Amazon Web Services¶
This small tutorial wall walk through how to run the Flux Operator (from a development standpoint) on AWS.
Install¶
You should first install eksctrl and make sure you have access to an AWS cloud (e.g., with credentials or similar in your environment). E.g.,:
export AWS_ACCESS_KEY_ID=xxxxxxxxxxxxxxxxxxx
export AWS_SECRET_ACCESS_KEY=xxxxxxxxxxxxxxxxxxxxxxxxxxxxxxx
export AWS_SESSION_TOKEN=xxxxxxxxxxxxxxxxxxxxxxxxxxxxxxxxxx
The last session token may not be required depending on your setup.
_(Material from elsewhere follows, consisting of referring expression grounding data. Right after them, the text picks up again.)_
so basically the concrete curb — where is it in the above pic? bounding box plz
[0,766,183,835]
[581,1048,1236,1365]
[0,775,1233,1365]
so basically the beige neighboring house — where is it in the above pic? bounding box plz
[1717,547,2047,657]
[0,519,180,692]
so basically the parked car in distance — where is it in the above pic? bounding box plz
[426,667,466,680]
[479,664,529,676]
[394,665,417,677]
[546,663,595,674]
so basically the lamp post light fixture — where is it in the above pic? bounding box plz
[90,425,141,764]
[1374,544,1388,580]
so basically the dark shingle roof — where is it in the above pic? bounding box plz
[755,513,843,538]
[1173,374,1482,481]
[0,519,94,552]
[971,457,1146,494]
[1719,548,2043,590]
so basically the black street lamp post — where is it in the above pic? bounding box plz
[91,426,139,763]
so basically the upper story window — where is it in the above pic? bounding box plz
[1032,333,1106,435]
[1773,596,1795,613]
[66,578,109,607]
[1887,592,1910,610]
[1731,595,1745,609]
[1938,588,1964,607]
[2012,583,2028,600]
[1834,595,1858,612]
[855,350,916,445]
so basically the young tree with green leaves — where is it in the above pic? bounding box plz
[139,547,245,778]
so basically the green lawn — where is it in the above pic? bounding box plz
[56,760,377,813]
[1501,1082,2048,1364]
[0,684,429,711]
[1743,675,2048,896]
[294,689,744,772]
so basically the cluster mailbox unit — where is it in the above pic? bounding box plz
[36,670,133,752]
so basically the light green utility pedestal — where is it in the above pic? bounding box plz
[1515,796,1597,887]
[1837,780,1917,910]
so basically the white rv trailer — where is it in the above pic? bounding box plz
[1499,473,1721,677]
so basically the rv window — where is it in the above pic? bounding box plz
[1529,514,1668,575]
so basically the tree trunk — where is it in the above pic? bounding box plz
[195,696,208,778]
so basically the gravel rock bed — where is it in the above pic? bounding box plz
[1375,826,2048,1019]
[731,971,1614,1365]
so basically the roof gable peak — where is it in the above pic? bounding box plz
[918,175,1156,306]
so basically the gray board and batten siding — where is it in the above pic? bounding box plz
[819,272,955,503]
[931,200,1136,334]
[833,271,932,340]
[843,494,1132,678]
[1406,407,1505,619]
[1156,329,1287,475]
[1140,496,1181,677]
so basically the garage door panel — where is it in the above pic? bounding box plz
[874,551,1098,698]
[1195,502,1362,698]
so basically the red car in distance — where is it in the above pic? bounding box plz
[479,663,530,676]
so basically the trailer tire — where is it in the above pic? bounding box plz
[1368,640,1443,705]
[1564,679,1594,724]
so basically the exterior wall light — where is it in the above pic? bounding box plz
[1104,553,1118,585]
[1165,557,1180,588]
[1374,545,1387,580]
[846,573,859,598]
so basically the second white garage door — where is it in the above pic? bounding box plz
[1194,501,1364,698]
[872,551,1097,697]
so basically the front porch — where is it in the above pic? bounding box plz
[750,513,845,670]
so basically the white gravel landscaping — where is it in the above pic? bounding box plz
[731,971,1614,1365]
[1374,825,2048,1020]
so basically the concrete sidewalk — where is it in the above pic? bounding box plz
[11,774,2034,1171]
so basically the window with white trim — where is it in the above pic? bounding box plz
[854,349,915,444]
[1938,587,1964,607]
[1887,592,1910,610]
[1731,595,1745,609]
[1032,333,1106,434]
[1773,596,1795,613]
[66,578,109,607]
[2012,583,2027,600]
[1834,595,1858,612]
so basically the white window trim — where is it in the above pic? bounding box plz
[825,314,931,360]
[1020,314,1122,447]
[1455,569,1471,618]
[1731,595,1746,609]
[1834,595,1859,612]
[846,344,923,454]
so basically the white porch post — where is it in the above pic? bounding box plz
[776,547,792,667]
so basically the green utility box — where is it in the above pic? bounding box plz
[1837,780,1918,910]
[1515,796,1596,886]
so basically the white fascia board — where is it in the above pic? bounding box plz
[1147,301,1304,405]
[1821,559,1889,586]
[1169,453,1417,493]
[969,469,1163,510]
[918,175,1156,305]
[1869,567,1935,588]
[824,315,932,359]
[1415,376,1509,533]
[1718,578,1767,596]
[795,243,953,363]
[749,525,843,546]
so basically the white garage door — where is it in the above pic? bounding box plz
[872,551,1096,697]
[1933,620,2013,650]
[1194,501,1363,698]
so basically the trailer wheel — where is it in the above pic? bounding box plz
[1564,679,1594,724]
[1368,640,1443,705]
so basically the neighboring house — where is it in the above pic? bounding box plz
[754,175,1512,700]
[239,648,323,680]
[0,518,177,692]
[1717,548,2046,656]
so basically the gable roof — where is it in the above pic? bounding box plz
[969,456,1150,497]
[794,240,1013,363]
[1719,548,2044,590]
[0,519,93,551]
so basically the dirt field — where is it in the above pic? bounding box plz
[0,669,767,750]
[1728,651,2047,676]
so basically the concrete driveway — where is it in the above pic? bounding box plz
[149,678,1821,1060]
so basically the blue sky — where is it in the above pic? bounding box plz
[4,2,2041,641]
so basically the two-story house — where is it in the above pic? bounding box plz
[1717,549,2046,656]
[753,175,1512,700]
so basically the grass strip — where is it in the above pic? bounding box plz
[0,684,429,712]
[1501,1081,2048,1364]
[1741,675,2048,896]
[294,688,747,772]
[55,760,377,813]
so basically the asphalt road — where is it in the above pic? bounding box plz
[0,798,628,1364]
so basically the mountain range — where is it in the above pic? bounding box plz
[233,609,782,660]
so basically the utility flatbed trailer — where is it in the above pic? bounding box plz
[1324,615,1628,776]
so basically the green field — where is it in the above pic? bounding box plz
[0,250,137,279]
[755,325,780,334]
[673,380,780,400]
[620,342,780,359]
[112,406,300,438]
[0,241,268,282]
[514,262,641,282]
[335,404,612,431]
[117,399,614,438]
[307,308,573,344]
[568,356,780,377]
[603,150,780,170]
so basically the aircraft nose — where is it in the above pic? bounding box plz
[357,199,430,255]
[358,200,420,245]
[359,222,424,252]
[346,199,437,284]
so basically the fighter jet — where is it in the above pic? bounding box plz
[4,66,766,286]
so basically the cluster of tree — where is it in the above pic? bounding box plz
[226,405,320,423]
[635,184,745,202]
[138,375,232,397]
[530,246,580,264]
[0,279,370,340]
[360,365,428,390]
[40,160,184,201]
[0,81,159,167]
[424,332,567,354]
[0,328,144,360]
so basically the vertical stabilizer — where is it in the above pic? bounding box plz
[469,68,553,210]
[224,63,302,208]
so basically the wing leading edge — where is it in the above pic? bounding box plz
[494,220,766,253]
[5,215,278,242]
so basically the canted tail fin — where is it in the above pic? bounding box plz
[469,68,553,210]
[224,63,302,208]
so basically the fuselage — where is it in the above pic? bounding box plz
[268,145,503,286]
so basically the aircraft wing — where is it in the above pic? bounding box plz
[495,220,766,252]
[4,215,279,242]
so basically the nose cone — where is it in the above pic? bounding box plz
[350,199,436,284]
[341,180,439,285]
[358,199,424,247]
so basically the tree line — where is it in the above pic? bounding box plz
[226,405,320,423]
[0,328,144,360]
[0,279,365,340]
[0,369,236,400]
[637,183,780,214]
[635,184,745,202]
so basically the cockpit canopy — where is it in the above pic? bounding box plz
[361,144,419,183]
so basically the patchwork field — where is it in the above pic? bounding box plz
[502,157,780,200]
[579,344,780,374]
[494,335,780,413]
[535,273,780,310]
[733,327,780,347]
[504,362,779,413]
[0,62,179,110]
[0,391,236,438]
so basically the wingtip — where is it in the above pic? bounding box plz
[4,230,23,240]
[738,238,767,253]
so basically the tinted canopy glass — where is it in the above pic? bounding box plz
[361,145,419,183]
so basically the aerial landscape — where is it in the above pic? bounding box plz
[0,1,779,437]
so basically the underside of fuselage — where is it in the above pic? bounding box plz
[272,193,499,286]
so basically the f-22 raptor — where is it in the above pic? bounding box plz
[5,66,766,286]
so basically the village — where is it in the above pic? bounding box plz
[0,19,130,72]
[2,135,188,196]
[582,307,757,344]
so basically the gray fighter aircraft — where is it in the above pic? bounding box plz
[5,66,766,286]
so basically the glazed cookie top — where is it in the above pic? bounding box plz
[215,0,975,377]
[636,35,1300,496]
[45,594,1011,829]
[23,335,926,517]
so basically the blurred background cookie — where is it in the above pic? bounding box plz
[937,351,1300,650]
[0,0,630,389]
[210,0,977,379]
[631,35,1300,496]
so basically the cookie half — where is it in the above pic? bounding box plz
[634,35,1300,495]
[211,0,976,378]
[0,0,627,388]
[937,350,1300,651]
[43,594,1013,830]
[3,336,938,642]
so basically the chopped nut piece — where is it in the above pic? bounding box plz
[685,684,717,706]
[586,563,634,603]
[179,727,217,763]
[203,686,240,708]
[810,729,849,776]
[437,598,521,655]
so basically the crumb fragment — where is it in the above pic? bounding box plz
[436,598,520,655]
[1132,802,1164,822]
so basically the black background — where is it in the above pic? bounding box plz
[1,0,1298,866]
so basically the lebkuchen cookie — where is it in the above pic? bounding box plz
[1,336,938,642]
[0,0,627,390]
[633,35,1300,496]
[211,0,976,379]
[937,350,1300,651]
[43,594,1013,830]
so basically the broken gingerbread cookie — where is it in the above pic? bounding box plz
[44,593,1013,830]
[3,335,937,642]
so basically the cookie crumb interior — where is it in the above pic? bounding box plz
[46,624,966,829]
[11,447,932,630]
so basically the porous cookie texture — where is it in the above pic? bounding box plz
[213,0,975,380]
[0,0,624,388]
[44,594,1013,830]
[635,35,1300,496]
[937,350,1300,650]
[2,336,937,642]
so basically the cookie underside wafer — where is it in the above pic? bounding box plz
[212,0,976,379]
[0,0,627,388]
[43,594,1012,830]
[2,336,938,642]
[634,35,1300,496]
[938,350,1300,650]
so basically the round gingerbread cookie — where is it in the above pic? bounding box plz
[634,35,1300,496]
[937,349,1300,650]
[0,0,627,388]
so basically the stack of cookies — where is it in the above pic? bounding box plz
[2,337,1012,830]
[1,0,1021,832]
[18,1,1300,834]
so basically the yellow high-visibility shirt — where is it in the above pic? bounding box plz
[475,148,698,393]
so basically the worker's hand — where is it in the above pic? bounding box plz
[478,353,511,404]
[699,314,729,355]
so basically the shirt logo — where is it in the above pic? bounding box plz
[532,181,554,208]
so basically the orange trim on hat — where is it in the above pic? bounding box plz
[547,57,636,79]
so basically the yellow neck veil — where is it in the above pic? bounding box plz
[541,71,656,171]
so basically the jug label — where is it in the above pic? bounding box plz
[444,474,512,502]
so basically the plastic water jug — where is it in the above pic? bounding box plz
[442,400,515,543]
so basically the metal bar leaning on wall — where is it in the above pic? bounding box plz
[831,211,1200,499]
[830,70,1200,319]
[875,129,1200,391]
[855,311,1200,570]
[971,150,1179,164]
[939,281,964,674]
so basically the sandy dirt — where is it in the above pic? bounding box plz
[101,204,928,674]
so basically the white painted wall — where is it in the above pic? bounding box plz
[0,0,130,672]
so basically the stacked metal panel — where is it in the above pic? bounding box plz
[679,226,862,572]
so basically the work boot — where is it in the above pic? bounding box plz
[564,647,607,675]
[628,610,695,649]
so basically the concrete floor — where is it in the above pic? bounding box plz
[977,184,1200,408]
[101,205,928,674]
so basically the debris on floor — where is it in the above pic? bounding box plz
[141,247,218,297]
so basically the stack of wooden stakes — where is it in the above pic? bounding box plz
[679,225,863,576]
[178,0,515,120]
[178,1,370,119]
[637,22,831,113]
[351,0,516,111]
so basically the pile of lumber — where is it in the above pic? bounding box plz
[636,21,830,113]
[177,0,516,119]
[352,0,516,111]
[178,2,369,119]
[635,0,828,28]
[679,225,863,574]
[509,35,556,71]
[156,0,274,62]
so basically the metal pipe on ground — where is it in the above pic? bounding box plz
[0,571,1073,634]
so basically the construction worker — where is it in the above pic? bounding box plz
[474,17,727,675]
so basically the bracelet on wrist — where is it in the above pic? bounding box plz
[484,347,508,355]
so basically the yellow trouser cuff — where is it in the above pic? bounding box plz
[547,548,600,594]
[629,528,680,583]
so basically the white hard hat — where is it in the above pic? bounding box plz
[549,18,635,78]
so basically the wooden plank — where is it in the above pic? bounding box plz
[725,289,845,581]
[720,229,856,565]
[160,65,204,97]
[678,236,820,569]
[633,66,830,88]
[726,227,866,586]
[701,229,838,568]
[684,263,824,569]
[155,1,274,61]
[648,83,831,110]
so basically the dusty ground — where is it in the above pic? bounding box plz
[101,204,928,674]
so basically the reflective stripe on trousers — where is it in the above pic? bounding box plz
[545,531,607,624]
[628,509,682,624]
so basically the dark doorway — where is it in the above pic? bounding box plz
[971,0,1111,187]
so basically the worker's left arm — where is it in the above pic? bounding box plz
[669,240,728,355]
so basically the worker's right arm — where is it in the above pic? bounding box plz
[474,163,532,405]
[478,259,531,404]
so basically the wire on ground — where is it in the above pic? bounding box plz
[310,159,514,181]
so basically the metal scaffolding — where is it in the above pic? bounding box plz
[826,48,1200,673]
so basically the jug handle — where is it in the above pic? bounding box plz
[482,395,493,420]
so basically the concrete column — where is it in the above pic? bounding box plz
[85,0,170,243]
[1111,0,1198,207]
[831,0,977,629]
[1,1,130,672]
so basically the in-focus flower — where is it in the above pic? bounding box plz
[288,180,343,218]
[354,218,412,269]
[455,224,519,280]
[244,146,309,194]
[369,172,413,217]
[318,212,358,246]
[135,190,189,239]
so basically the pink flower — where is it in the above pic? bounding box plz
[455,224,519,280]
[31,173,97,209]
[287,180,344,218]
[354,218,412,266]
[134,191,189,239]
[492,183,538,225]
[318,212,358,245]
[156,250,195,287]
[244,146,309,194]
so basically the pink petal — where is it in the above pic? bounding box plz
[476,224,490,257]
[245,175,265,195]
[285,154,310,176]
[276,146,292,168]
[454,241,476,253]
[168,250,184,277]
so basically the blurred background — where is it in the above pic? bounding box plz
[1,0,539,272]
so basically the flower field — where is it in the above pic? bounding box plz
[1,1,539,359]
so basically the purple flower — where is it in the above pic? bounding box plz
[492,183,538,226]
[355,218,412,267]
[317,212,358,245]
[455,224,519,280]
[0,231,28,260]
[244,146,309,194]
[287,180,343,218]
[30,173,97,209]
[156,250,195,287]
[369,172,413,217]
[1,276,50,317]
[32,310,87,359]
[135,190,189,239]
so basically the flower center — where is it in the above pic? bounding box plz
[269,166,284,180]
We assume you also have kubectl.
Setup SSH¶
You’ll need an ssh key for EKS. Here is how to generate it:
ssh-keygen
# Ensure you enter the path to ~/.ssh/id_eks
This is used so you can ssh (connect) to your workers!
Create Cluster¶
Next, let’s create our cluster using eksctl “eks control.” IMPORTANT you absolutely need to choose a size that has IsTrunkingCompatible true. Here is an example configuration. Note that we are choosing zones that works for our account (this might vary for you) and an instance size that is appropriate for our workloads. Also note that we are including the path to the ssh key we just generated.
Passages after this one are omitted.